Like many major cities in southern Brazil, such as Porto Alegre, Curitiba and Belo Horizonte, the impact of Italian immigration was such that many thought of Sao Paulo as an almost “Italian” city in the early 20th century. Given this, one wonders what legacy these millions of Italian-Brazilian “colonos” left behind and what has become of their descendants today?
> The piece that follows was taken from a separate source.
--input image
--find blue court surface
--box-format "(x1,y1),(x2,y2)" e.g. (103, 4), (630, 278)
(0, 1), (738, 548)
An overview of the Italian Diaspora in Brazil
Today, the number of people with Italian origins in Brazil is estimated at 25 to 30 million, nearly 16 percent of the total population. Among them, 5 to 7 million live in the metropolitan area of Sao Paulo, making the Brazilian metropolis the third largest “Italian city” in the world after Rome and Milan. Not too surprisingly, after five generations on Brazilian soil, few “Oriundi” (descendants of Italian immigrants) have retained anything but their Italian names. And yet with nearly 4 million people still embracing their Italian origins, the community can be said to be doing quite well, all things considered.
Migration to cities
Though Sao Paulo eventually became the largest city in South America, it began as a humble trading post before leaping into modernity from the early 19th century onwards and overshadowing its neighboring rivals in size and importance. The more than one million Italians who initially settled in the state of Sao Paulo between 1880 and 1914 were crucial to the city’s development.
The industrialization of Brazil
At the height of the Roaring Twenties, in the wake of the industrial boom which took over the city, a few Italian investors accumulated colossal fortunes. Like the Rockefellers and Carnegies of New York, the Martinelli and Matarazzo families became some of the richest in the city and the country. Giuseppe Martinelli inaugurated the city’s first skyscraper in 1929. Ten years later, Indústrias Reunidas Francisco Matarazzo (a huge conglomerate) asked Marcello Piacentini, Mussolini’s official architect, to build its prestigious headquarters in a Fascist architectural style.
Today, that same building houses Sao Paulo’s City Hall. Of course, not all Italian immigrants made it rich, and today Brazil maintains the dubious distinction of being one of the world’s most unequal countries. In 1901, 90% of workers and 80% of construction workers in Sao Paulo were Italian. These proletarians settled by the thousands in the city’s central areas, founding neighborhoods like Bela Vista (Bixiga), Bras and Mooca (the latter being mainly composed of Neapolitan immigrants). Living in “cortiços” (row homes that line narrow avenues) in the shadow of factories, they worked tirelessly to improve their living conditions.